By Peter Jeff
The Leadership Mints Guy
Here’s an idea to manage how customers feel about your company. Reading time: 3:02
No matter what business you’re in, you’re in the Public Relations business.
All leaders are as President Abraham Lincoln so eloquently observed at the initial Lincoln-Douglas debate in Ottawa, Illinois in 1858 .Lincoln said :
“In this and like communities, public sentiment is everything. With public sentiment nothing can fail; without it nothing can succeed. Consequently he who moulds public sentiment goes deeper than he who enacts statutes or pronounces decisions.”
Arthur Page, the first public relations director at AT&T, reinforced the power of public sentiment from a business perspective when he said more than 80 years ago:
“All business in a
democratic society begins with
public permission and
exists by public approval.”
Business begins with public permission and survives on public approval.

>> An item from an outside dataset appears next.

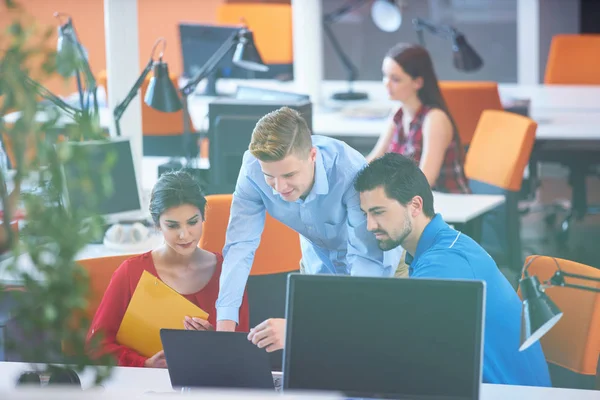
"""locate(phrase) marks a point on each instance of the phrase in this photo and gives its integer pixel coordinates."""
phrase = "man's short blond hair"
(280, 133)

That should be the mantra of every business leader. After all it’s too easy to get too comfortable in our fish bowls of a business and forget that others are looking in – from all sides, at all timesAnd what they see is not actually what you see. After all, you can get pretty comfortable in your own fish bowl –as long as someone (investors) keeps feeding you and as long as someone (employees) keep changing/cleaning the fish bowl with new products and services.
That’s why the most effective leaders have a knack for looking at themselves as others see them.
With those public relations strategies well-integrated leaders can pre-sell customers, preempt the competition from pre-selling customers and present your product or service to audiences that may not be reached through marketing, advertising or sales promotion.
Public relations minded leaders can can more readily:
- Build incremental sales,
- Strengthen margins,
- Curb discounts,
- Earn third-party endorsement
- Attract and retain motivated employees
- Blunt unnecessary and costly regulations
- Align diversity,
- Generate new markets
- Rejuvenate old markets or invigorate faltering markets.
No wonder that public relations minded leaders can influence the behavior of others. The founder of the public relations profession –Edward Bernays –wrote his book Crystallizing Public Opinion in 1923 that public relations professionals were:
Applied social scientists who advise a client
or employer on the social attitude to take
to win the support of the publics upon whom
his or her or its vitality depends.
Seems like that’s the role of leaders in general. As one company president noted as he pointed to his PRESIDENT title on his door. “The first two letters in that title say it all.”
See yourself as others see you to keep your leadership thinking in mint condition.